When that proxy sends the outbound request to a target, whether a chained proxy or a regular external http target, the first proxy appends the proxy.pathsuffix to the outbound request, as a default behavior. So therefore you get /new/foo/v1/petfood as the full path for the outbound request.

You have some options for modifying that default behavior. These can be used together or separately.

  1. you can set the variable called target.copy.pathsuffix to false. Usually you'd do this with an AssignMessage or with a JavaScript callout that relies on context.setVariable(). To have this be effective, you need to set the variable within the target request context. To say it a different way, if you attach the policy that sets the variable to the ProxyEndpoint, it won't have any effect. If you attach the policy to a Request flow in the TargetEndpoint, it will be effective in the way I just described here.
  2. use a <Path> element in the LocalTargetConnection configuration in the TargetEndpoint, and specify a variable there. This might look like:

    <LocalTargetConnection>
    <Path>{variable-containing-fullpath-here}</Path>
    </LocalTargetConnection>

    You would be responsible for setting that variable that contains the intended path.
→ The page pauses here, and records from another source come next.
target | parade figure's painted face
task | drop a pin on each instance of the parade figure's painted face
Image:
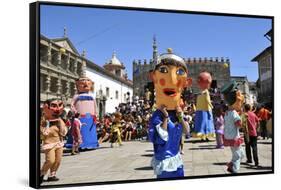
(169, 81)
(84, 84)
(204, 80)
(53, 109)
(239, 101)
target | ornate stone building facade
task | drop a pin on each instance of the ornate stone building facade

Also, you cannot use the Path element along with the APIProxy element.  It's one or the other. I am not sure which one takes precedence. AFAIK it is not documented.

  3. Explicitly set the target.url variable to the value you prefer. As with target.copy.pathsuffix, you must attach this in the Request flow for the TargetEndpoint. This will override any "inferred" path. It supercedes everything else.  I guess this would work with LocalTargetConnection and the APIProxy child element.
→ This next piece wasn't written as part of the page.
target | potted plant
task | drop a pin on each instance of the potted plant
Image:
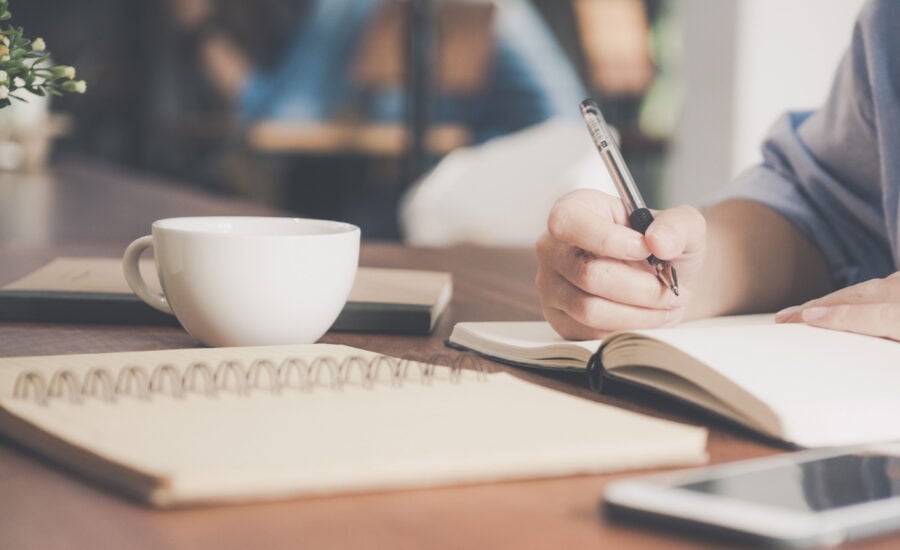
(27, 80)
There are some related questions on the community site that you may find useful. search

In summary, what you are observing and reporting is expected behavior and you can modify that behavior via a few documented ways that allow you to remap paths conditionally in the proxy. 

I got it working by setting target.url using a Javascript policy. I tried different ways trying to use a variable in the <Path> element, but it doesn't seem to do variable substitution like it does for an <HTTPTargetConnection>. So my <Path> is /new and I just set the target.url by concatenating target.url (incoming value), proxy.pathsuffix (after removing /foo), a question mark, and request.querystring. Here's my entire JS code:

var path = context.getVariable("proxy.pathsuffix");
var queryString = context.getVariable("request.querystring");
var targetUrl = context.getVariable("target.url");
var remainingPath = path.replace(/\/foo/i, "");
context.setVariable("target.url", targetUrl + remainingPath + "?" + queryString);

I also had an AssignMessage policy as part of it  when it was working. I used that to set request.path and then used request.path in the JS. But then I decided to just do all of it in JS.

Thanks for the help!

Nice.  Thanks for contributing your solution.

@lkurth Can you plz confirm if your solution is working by setting up the 'target.url' using the javascript as you mentioned along with using the proxy chaining i.e LocalTargetConnection by proxy name method?